Using NLP to Accurately Measure Employee Engagement During COVID-19
Updated: Sep 14, 2020
I was interested to read the recent Harvard Business Review article on Microsoft’s analysis of changing communication patterns as COVID causes world-wide changes to the way that we all work and collaborate. The move to remote WFH for a large portion of the workforce has been abrupt and has the appearance of being a long-term or even permanent change for many companies. As organizations strive to understand the effect on their business and employees, it is important that they have the ability to accurately measure the impact on employee engagement. A lot has changed for employees; gone is office comradery and the informal interchange of ideas, whiteboard brainstorming, and team interactions in the break room, at lunch or even chance meetings in the corridor. Gone is the all too important delineation between work and home life, with the danger that work is now 24/7. And compounding matters further are the potentially disproportionate impacts on female employees caused by the closure of schools and day care facilities.
While message volume and other meta-data can provide interesting high-level insights about employee behavior, in order to accurately understand how individuals and groups are adapting to this new work paradigm, it is critical to dive deeper. Without understanding the content of the communications, it is impossible to truly understand what is occurring. For instance, are employees fearful and distracted about the possibility of layoffs? Are they frustrated or even angry about the inefficiencies introduced by WFH? Are employees confident in the ability of their executives to manage through this change? Are there groups or job roles that are finding the transition more challenging? Are managers able to effectively support and foster DEI initiatives, collaboration and inclusiveness across their team when in-person 1:1 and team meetings are no longer feasible.
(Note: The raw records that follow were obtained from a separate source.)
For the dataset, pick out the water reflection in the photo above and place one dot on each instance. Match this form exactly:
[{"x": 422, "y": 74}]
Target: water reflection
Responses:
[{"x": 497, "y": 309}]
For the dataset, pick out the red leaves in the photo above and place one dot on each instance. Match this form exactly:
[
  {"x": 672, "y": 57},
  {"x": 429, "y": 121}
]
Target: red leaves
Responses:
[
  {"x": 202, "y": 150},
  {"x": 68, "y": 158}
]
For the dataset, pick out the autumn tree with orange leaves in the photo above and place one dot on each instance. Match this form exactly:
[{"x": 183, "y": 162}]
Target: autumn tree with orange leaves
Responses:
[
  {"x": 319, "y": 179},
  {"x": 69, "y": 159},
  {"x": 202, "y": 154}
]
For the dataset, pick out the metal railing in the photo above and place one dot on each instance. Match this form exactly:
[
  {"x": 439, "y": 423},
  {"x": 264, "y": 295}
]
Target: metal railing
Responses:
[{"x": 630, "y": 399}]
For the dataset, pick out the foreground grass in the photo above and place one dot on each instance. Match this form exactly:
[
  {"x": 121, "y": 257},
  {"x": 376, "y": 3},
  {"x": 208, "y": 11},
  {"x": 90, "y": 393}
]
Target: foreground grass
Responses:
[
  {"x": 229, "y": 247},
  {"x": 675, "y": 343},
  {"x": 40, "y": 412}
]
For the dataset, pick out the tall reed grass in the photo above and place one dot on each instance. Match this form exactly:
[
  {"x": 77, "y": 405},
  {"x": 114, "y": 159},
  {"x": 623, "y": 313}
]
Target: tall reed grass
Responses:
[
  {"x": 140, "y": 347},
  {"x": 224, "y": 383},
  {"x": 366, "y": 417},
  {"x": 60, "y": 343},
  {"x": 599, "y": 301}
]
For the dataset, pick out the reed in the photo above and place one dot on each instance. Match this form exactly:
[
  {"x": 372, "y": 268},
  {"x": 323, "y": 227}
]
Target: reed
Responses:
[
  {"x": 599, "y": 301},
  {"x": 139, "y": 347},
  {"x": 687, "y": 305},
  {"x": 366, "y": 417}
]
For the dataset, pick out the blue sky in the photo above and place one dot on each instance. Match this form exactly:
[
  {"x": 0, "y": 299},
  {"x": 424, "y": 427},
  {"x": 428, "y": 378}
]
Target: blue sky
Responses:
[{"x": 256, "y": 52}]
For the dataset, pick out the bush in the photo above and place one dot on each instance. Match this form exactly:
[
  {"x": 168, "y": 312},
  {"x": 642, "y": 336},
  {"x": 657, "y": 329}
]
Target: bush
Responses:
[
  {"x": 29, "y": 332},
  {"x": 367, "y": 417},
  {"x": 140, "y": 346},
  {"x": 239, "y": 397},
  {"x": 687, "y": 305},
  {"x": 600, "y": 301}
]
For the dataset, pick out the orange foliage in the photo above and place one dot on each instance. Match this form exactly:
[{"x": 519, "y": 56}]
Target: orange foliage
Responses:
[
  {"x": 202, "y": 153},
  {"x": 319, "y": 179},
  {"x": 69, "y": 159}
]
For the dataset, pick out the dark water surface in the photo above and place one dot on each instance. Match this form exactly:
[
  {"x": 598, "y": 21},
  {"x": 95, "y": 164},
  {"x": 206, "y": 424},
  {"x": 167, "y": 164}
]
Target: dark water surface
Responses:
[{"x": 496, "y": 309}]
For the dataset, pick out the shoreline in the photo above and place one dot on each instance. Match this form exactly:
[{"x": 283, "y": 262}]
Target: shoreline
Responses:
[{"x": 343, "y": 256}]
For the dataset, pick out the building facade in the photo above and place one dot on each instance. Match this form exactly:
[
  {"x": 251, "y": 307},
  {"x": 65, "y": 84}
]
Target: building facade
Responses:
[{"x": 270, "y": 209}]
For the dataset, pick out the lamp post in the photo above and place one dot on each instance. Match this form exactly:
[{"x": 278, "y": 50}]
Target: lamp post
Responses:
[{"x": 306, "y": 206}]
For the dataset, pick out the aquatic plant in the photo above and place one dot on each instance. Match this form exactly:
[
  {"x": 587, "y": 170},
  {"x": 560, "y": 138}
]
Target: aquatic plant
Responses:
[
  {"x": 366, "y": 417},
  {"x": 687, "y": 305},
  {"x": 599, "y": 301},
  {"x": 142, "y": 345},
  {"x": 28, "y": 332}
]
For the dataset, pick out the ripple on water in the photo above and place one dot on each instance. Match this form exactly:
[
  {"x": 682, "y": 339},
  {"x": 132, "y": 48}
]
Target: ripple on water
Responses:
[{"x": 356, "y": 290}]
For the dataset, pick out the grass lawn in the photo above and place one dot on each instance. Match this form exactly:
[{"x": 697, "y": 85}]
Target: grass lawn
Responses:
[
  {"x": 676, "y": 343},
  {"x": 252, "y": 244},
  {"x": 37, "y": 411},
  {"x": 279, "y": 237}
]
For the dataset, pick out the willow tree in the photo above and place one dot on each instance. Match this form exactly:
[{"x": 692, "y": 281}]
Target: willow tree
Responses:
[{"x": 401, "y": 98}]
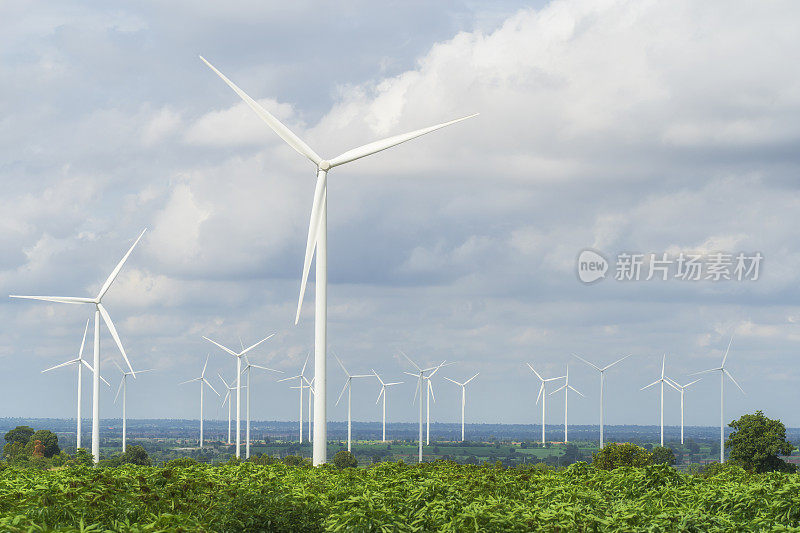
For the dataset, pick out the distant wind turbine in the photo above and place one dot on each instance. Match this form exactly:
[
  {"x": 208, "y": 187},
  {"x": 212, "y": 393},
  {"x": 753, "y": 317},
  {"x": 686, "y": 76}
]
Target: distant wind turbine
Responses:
[
  {"x": 80, "y": 362},
  {"x": 384, "y": 386},
  {"x": 567, "y": 387},
  {"x": 348, "y": 386},
  {"x": 123, "y": 386},
  {"x": 318, "y": 240},
  {"x": 602, "y": 383},
  {"x": 100, "y": 311},
  {"x": 203, "y": 381},
  {"x": 543, "y": 394},
  {"x": 463, "y": 399},
  {"x": 722, "y": 373},
  {"x": 238, "y": 357}
]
In addition to analyzing the wide range of communications meta-data that is readily available to companies, RSquared uses deep Natural Language Processing (NLP) to analyze the text of these communications. By understanding the sentiments being expressed by employees, RSquared is able to provide significant additional fidelity to a company’s understanding of their workforce, down to the level of individual users and groups. The models are trained to ‘understand’ the often-subtle nuances in employee email and IM conversations, providing detailed insights into the struggles employees face in this new environment. These advanced analytics also provide leadership with actionable insights for how they can help and support their most valuable asset. In addition to providing an understanding of sentiment, RSquared uses NLP to provide insights into user and group collaboration and inclusion, allowing a deeper understanding of the efficiency of the organizations and the efficacy of any changes and initiatives being introduced to improve the remote work experience for employees.